L’ambition du pays est de doter chaque région d’un centre de santé mère-enfant dans les prochaines années. Quant aux investissements réalisés jusqu’ici pour préserver la santé maternelle et infantile, ils permettent de réduire progressivement le taux de mortalité.

Assurer un accès facile et de qualité aux services de santé aux Togolais, tel est l’objectif du chef de l’Etat Faure Gnassingbé. Parmi les différentes couches sociales, les femmes enceintes et les nouveau-nés bénéficient d’une attention particulière, compte tenu de leur vulnérabilité. Ainsi, pour réduire le taux de mortalité maternelle et infantile, le Togo a pris un arsenal de dispositions qui améliorent fortement les indicateurs en santé maternelle et infantile.

Il ne peut pas en être autrement, compte tenu de la dynamique d’amélioration du secteur de la santé constatable dans le pays. Construction, réhabilitation et équipement des dispensaires, centres médico-sociaux, centres hospitaliers régionaux et préfectoraux, unités de soins périphériques, recrutement d’agents, renforcement de la formation du personnel, mise en œuvre des programmes de développement sanitaire, mesures sociales pour offrir des soins de qualité gratuits…, les moyens employés par le gouvernement pour préserver le bien-être des populations sont multiples et adaptés.

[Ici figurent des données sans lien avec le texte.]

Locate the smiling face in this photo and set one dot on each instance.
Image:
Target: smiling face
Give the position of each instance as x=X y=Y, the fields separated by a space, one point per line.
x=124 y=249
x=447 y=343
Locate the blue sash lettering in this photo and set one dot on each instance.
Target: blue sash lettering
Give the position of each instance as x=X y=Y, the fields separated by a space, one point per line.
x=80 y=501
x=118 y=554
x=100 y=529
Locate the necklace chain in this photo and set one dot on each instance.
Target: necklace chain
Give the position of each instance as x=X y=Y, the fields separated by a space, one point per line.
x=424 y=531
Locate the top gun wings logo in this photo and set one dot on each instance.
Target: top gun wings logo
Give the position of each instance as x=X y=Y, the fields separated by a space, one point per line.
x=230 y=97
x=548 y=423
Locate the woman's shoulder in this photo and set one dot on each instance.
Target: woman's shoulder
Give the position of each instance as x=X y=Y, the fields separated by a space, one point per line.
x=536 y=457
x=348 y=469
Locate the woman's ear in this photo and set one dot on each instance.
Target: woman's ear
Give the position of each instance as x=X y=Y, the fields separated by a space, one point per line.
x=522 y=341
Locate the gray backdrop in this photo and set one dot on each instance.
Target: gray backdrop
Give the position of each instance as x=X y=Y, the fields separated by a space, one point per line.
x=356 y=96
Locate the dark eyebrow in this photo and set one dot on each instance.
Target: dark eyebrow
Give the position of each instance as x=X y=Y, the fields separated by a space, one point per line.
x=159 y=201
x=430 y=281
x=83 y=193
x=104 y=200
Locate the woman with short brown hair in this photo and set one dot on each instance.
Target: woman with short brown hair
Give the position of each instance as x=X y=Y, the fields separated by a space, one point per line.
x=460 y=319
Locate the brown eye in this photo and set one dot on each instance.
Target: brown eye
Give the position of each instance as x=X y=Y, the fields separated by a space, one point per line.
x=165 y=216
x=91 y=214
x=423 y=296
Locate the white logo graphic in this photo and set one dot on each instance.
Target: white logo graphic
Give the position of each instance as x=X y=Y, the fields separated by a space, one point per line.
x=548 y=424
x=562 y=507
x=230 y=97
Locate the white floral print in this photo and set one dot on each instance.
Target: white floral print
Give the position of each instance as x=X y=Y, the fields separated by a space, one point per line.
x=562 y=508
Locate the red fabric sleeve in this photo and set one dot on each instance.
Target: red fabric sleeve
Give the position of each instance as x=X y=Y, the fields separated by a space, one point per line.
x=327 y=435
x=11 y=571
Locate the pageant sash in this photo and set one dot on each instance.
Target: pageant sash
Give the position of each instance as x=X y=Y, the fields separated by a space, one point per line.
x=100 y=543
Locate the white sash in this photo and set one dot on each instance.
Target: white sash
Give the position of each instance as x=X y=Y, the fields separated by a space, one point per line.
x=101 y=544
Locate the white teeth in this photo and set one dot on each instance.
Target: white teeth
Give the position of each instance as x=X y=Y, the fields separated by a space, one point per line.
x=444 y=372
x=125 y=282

Le bilan de la mise en œuvre du fonds français Muskoka a été présenté le jeudi 28 janvier 2021, à l’Assemblée nationale. C’était au cours d’une séance de travail à laquelle ont pris part, la Présidente de l’Assemblée nationale, Yawa Djigbodi TSEGAN, et certains de ses collègues, en présence des émissaires des agences du Système des Nations-Unies et des parlementaires français.